Museológico

Acordos ortográficos

2020

Identificação do documento/obra

Tipo documental
AudiovisualVideoGênero Documental
Código de Inventário
fala_aud_23
Título
Acordos ortográficos
Descrição

O vídeo apresenta uma entrevista com diversos intelectuais, artistas e professores que falam sobre as transformações da língua portuguesa e sua dinamicidade. Além disso abordam também questões relacionadas às problemáticas existentes no acordo ortográfico.

Transcrição do áudio:

Dante Lucchesi, pesquisador e professor de Língua Portuguesa

A língua está sempre se transformando, acompanhando as transformações culturais. Então, não se pode querer engessar a língua numa forma. Isso é uma característica das chamadas sociedades civilizadas, letradas, ou seja, civilizada no sentido, inclusive o termo civilização vem da palavra latina “civis civitatem”, ou seja, o “civis civitatem”, que é cidade. Então, nessas sociedades, se criou a necessidade de fixar uma forma de língua para ser usada na escrita. [música ao fundo]

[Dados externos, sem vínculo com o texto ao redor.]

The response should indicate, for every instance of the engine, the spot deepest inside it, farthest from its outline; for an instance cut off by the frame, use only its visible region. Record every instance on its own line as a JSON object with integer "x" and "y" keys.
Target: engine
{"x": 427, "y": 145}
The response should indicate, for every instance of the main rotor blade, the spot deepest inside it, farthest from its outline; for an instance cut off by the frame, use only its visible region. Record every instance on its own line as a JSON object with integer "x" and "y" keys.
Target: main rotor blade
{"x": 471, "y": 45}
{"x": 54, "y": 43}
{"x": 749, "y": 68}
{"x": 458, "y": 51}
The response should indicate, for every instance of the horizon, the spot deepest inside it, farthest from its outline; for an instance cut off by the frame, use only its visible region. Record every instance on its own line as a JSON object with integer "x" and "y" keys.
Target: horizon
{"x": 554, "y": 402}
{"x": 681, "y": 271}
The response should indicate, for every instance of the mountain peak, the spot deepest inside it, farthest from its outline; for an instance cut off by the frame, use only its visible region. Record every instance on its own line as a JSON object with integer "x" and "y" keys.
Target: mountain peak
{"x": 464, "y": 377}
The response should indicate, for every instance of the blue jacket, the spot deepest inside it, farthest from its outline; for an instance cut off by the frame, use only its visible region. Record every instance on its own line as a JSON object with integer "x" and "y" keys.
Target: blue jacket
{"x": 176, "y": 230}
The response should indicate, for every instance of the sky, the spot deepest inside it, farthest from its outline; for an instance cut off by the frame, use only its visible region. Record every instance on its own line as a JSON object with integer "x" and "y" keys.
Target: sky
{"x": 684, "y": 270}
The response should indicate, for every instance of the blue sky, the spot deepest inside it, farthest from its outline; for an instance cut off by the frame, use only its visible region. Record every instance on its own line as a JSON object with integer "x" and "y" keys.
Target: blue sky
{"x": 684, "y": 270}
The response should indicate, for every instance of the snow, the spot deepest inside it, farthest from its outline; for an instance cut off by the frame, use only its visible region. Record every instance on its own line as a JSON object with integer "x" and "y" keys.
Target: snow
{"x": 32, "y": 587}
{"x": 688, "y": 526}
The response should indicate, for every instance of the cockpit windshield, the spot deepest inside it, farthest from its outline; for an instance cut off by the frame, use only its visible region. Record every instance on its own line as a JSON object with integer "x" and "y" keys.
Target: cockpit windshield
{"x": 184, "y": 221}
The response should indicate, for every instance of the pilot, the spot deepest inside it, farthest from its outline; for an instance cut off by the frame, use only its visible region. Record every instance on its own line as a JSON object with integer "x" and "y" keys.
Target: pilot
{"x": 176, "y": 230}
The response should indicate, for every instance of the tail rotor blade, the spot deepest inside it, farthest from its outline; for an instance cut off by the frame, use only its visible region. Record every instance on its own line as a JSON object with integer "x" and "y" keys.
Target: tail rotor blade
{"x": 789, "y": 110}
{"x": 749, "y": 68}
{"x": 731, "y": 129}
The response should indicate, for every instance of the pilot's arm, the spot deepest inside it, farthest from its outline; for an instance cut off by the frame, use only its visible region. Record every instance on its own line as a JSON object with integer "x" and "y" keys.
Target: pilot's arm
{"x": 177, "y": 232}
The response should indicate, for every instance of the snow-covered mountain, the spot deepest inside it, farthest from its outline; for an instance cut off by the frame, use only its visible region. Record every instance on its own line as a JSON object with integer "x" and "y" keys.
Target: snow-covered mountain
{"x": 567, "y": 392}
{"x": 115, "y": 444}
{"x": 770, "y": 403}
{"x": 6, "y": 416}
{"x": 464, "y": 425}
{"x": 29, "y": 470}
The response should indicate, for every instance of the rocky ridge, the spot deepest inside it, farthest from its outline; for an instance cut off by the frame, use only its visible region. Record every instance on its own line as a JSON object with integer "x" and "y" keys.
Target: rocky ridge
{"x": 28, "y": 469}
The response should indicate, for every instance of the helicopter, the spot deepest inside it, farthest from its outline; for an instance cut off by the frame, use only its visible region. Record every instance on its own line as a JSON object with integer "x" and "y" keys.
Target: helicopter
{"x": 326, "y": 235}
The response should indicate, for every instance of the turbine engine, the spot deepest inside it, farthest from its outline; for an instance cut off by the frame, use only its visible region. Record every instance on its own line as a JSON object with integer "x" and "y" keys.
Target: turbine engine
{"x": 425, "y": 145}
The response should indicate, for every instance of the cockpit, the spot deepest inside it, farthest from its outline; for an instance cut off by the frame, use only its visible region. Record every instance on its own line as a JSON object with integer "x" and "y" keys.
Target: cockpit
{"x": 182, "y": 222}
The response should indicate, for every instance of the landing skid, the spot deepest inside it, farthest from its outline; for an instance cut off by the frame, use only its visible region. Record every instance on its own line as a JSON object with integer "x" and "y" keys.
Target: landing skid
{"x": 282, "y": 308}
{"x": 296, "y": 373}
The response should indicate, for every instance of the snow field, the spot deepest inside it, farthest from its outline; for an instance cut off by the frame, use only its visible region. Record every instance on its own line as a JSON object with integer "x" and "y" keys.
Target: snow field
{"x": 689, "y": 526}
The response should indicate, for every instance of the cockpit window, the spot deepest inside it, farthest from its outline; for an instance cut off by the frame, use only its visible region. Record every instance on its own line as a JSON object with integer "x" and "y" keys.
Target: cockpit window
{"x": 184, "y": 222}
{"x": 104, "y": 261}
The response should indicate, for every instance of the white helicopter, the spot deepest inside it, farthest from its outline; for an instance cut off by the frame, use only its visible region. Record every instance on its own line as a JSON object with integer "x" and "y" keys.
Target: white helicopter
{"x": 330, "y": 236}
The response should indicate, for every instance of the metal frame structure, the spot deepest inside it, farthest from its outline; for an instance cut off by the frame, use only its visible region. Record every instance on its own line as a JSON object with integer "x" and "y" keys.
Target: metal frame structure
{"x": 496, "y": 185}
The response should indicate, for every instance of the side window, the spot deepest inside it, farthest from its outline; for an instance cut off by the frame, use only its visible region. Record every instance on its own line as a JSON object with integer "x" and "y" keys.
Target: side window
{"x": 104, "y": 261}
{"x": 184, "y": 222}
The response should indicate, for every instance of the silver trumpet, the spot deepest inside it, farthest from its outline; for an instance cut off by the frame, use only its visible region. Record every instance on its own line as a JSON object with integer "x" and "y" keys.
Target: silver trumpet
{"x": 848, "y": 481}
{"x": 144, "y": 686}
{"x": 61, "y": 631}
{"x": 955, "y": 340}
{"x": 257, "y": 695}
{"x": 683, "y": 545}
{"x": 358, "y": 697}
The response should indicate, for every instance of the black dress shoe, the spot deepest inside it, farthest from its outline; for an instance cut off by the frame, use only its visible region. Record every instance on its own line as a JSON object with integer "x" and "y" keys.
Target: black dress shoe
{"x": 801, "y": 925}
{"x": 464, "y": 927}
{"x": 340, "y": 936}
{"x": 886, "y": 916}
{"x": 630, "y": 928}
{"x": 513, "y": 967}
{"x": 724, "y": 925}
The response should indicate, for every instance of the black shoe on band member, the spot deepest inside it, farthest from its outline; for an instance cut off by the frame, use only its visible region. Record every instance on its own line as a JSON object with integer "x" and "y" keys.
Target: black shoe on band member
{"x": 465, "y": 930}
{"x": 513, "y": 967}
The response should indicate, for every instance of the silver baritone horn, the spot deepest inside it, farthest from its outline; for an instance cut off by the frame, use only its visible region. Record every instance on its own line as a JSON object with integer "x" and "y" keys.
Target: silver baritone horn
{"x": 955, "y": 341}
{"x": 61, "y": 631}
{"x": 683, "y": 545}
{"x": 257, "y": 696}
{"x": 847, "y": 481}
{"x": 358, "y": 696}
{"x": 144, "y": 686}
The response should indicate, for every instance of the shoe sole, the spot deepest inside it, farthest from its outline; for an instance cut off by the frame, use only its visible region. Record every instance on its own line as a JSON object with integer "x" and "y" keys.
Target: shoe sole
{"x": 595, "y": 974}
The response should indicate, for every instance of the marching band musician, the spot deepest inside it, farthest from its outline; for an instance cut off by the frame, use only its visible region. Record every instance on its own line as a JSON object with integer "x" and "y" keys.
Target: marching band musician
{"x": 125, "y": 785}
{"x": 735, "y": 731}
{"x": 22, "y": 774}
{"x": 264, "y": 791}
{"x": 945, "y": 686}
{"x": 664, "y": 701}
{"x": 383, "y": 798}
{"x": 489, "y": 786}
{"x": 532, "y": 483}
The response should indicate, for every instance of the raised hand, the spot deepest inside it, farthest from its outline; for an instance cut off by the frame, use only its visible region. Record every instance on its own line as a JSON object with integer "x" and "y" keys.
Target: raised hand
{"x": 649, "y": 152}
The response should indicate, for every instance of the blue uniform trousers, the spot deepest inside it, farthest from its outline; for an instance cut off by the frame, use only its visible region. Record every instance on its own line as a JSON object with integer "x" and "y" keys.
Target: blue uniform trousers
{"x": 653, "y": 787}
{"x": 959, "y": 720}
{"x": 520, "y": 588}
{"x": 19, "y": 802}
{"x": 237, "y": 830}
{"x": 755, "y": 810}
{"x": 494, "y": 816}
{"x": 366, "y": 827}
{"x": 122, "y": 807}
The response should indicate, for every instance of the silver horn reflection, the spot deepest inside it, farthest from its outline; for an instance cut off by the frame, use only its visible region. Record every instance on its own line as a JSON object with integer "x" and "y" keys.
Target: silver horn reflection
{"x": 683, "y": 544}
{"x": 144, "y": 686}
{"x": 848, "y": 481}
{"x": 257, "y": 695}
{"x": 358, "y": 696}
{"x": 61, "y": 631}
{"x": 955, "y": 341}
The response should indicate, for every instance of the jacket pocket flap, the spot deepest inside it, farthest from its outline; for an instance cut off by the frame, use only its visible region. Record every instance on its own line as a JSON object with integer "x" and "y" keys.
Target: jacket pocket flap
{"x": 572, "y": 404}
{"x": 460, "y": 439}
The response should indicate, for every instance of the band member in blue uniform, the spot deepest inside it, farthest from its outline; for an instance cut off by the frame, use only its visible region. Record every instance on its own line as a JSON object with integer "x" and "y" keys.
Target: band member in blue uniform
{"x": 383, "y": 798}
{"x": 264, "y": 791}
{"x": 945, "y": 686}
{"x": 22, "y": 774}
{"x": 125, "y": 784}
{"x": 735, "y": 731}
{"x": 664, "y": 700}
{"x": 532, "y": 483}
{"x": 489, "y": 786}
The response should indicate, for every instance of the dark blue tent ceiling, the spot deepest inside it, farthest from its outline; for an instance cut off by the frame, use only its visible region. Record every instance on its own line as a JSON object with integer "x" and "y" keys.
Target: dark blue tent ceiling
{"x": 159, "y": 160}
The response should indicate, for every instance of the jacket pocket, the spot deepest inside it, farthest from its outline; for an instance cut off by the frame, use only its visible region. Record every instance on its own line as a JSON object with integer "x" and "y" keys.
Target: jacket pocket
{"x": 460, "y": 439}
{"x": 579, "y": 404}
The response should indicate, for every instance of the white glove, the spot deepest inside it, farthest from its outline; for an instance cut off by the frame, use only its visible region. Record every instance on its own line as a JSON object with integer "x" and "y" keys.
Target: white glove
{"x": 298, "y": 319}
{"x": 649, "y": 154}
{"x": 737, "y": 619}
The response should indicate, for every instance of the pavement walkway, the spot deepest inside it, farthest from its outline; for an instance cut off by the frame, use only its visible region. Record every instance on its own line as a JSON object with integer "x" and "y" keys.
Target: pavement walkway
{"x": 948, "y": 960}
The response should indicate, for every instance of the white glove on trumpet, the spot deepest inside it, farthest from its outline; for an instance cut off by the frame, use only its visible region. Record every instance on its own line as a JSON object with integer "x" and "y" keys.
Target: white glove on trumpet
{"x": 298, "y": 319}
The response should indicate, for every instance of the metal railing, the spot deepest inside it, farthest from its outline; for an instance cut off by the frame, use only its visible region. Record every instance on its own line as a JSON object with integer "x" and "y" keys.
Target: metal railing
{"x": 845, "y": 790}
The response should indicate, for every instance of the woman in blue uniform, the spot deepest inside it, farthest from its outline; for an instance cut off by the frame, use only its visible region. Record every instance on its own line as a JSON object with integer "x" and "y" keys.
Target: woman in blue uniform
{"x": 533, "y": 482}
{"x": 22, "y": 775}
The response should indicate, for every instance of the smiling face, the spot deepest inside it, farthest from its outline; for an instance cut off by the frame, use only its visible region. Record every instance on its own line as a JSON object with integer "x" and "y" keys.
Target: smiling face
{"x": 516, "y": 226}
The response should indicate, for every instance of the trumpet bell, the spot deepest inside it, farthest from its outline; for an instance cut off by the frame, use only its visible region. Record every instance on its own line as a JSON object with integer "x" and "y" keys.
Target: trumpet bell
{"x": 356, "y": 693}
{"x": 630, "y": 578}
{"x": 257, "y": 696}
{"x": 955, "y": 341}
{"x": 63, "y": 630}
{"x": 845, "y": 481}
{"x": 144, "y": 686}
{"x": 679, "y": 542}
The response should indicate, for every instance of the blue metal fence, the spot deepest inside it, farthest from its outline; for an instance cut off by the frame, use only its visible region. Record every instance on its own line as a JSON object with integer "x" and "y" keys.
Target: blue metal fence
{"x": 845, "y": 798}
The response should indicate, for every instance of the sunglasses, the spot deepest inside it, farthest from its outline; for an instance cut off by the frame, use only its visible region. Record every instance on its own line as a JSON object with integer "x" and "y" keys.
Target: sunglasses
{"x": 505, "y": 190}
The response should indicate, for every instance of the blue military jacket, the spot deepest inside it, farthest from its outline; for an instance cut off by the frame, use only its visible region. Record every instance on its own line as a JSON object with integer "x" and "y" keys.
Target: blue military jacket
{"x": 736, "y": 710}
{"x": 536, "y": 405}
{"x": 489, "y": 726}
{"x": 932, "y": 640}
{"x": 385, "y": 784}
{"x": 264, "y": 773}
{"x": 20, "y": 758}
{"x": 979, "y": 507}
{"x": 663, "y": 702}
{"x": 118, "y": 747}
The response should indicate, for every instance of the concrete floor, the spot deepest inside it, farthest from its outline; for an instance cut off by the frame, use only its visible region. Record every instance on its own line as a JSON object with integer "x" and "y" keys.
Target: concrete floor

Alfredina Nery, professora de Língua Portuguesa e Literatura

O que você tem, e que algumas vezes eu acho que faz uma confusão, o que você tem é uma grafia, digamos, uniformizada. Inclusive a escola fez essa confusão durante um tempo. Quando se falava em língua portuguesa, se pensava sempre o quê? Em ortografia, e se “orto”, que é “correto”, grafia, correto, pronto, você já aliava a ideia de certo e de errado. O que hoje a gente questiona muito, nós temos muitas informações da sociolinguística, enfim, da análise do discurso, de uma série de correntes que discutem a língua, de que não há essa perspectiva nem de uniformidade, que é impossível, e nem da ideia de certo e errado.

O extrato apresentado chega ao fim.